Uber is trialling a feature that allows customers to stop their drivers from talking. But theres growing evidence that cutting ourselves off like this isnt healthy
The mute button was invented in 1956 by Robert Adler, an Austrian-born engineer working for the Zenith Radio Corporation in Chicago. It was one of the four buttons on his Space Command 400, the first commercially viable TV remote control. The other three buttons- on/ off, channel up and channel down- might have seemed more vital, but Adler’s boss, Eugene F McDonald, a former naval intelligence officer who was nicknamed” The Commander”, had insisted on mute.
” He detested commercials ,” Adler recalled in 1987. McDonald dreaded these constant intrusions fucking kill the new medium of Tv.
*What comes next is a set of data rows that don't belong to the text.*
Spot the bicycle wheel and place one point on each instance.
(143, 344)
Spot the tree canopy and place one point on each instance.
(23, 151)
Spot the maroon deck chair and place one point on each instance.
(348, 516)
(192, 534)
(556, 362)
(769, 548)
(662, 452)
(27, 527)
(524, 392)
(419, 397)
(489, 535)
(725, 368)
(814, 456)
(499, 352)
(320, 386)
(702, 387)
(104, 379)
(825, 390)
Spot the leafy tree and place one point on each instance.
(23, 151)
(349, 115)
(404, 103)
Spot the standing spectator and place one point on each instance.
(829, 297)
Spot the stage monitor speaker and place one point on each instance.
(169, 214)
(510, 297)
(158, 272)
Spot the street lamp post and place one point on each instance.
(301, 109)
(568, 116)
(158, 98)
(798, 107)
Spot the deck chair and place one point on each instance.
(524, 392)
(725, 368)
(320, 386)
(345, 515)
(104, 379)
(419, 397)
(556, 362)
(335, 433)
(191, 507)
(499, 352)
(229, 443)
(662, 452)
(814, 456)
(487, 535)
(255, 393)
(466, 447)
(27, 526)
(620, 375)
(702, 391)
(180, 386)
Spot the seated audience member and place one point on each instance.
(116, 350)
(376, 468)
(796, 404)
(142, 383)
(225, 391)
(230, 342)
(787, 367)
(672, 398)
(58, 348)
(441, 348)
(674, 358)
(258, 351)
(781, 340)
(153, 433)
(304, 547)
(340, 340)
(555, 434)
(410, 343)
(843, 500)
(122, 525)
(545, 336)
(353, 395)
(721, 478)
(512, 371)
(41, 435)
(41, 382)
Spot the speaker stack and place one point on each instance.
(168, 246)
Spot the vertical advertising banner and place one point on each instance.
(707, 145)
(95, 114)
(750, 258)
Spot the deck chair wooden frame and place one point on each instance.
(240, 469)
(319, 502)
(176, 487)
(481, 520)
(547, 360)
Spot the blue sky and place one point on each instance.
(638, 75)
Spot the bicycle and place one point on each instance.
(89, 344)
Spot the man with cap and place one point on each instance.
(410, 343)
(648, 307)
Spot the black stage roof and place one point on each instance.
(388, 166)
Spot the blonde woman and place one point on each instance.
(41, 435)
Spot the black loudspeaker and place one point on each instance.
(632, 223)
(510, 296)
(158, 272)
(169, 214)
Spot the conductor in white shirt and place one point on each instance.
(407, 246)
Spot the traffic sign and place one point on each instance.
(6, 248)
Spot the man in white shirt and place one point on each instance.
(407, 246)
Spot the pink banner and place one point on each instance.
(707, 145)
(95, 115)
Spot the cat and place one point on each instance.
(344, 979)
So Zenith boasted that the mute button would enable viewers to” shut off the audio of long, riling commercials “.
Still, McDonald couldn’t have predicted the pop-up ad, petrol pumps trying to sell you nachos or the ravages of the distraction economy. It is only now, in an age of incessant interruption, that we are beginning to grasp muting’s full potential- not only when it comes to our contraptions, but in real life, too.
Last month, the taxi company Uber began trialling a suite of new features for users of its Exec service- including a button you can activate if you want to mute your driver.” Quiet preferred” is the euphemism Uber is using( you are able to toggle it to” delighted to be able to chat”- lucky driver ). But it appears to bring the dream of being able to choose who and what we listen to a step closer.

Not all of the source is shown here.